Leitlinie: Diagnosestellung RZA1

  • ACR-Klassifikationskriterien (1990)
    • Alter > 50 Jahre
    • neuartige oder neu auftretende Kopfschmerzen
    • abnorme Temporalarterien (Druckdolenz, abgeschwächte Pulsation)
    • BSG > 50 mm in der ersten Stunde
    • histologische Veränderungen bei Biopsie der Temporalarterie
  • Bei Erfüllen von 3 der 5 Kriterien Sensitivität von 93,5 %, Spezifität von 91,2 % in der Abgrenzung von anderen systemischen Vaskulitiden
  • Der positiv prädiktive Wert der klinischen Kriterien in einer nicht-selektierten Population liegt allerdings bei unter 50 %.
  • In den schon älteren ACR-Kriterien (1990!) werden Patient*innen mit extratemporalem Befall (z. B. thorakale Aortitis) nicht adäquat abgebildet.
    • Zudem ist Biopsie nach neuester Studienlage nur bei Ultraschall-negativen Patient*innen zwingend erforderlich13(Anmerkung der Redaktion).
  • Neue ACR/EULAR-Klassifikationskriterien für die systemischen Vaskulitiden werden derzeit im Rahmen des globalen DCVAS-Projekts erarbeitet.

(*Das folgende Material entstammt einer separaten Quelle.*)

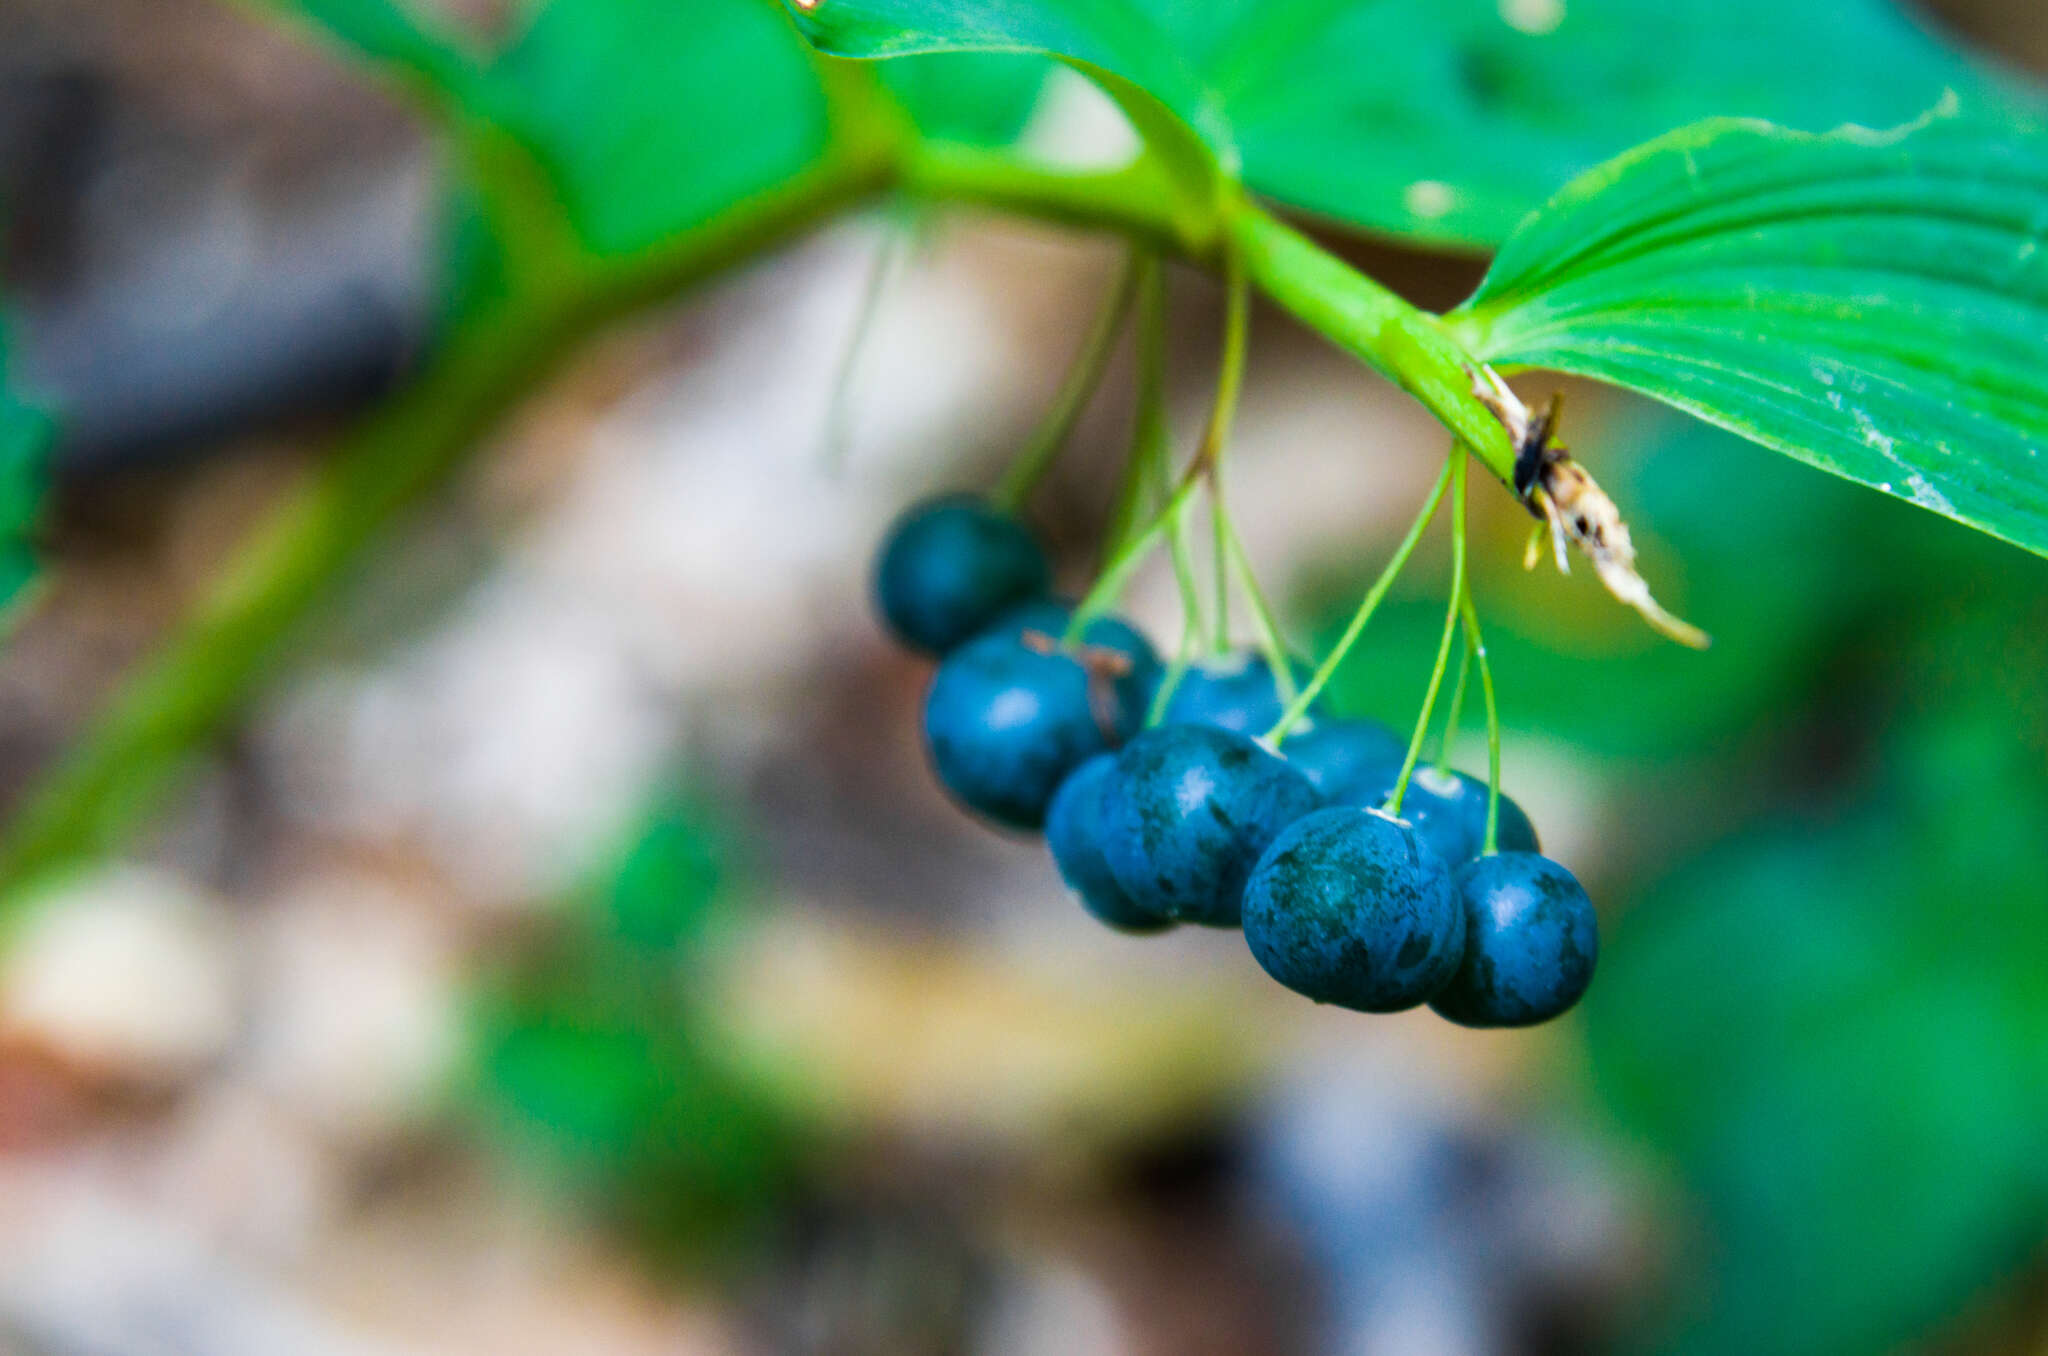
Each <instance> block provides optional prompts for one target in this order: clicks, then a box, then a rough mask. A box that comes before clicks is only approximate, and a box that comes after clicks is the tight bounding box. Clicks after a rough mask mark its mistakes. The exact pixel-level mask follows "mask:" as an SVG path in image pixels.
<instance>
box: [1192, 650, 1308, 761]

Leitlinie: Diagnosestellung PMR14

  • Eine PMR wird diagnostiziert, wenn typische Symptome bzw. klinische Befunde in Kombination mit entsprechenden Laborergebnissen (in der Regel sind die Blutsenkungsgeschwindigkeit beschleunigt und/oder das C-reaktive Protein erhöht) vorliegen.
  • Befunde in der bildgebenden Diagnostik wie eine Bursitis subdeltoidea, Bizepssehnen-Tenosynovitis und/oder eine Synovitis der Glenohumeralgelenke erhöhen die diagnostische Sicherheit.
  • Erkrankungen mit PMR-ähnlichen Symptomen (z. B. nichtentzündliche, entzündliche, medikamenteninduzierte, endokrine, infektiöse oder neoplastische Erkrankungen) sollten ausgeschlossen werden.

Differenzialdiagnosen

Polymyalgia rheumatica

Riesenzellarteriitis

Anamnese

  • Die Erkrankung beginnt in der Regel akut oder subakut, die Symptome entwickeln sich innerhalb von ein paar Tagen bis zu einigen Wochen.
  • Oft leiden die Patient*innen unter Allgemeinsymptome wie Fieber, Übelkeit, Müdigkeit, Schwäche, Depression, Appetitlosigkeit oder Gewichtsverlust.14,18

Leitlinie: Klinisches Bild der RZA1

  • Leitsymptom sind in > 70 % neu aufgetretene Kopfschmerzen
    • bohrend-stechende Qualität
    • häufig unilateral
    • meist frontotemporal betont
    • von starker Intensität
    • Verstärken sich beim Husten und beim Kauen.
  • Ein pathognomonisches Symptom ist die Claudicatio masticatoria (30 % der Fälle).
    • Beim Kauen fester Speisen kommt es zu zunehmenden oder neu auftretenden Schmerzen im Bereich der Schläfe oder dem schmerzlosen Gefühl einer „Kiefersperre“, sodass beim Essen Pausen eingelegt werden müssen.
    • Dieses Symptom ist ein typischer klinischer Hinweis auf eine Beteiligung der die Massetermuskulatur versorgenden Äste der A. carotis externa.
  • Häufig wird eine Empfindlichkeit der Kopfhaut angegeben.
  • Den Kopfschmerzen gehen oft konstitutionelle Symptome voraus.
    • Zu dieser „B-Symptomatik" gehören:
    • Diese Patient*innen wirken oft wie Tumorkranke.
  • Gefürchtet ist die Erblindung eines oder beider Augen durch Miteinbeziehung der Ziliararterien (30 %).
  • Der häufig irreversiblen Erblindung durch eine anteriore ischämische  Optikusneuropathie (AION) können flüchtige Sehstörungen unter dem Bild der Amaurosis fugax als Flimmerskotom oder flüchtige partielle Gesichtsfeldausfälle vorausgehen.
  • Der Befall der Augenmuskulatur führt zu Augenbewegungsschmerz, Doppelbildern und Ptose.
  • Wesentlich seltener sind auch andere Hirnnerven betroffen.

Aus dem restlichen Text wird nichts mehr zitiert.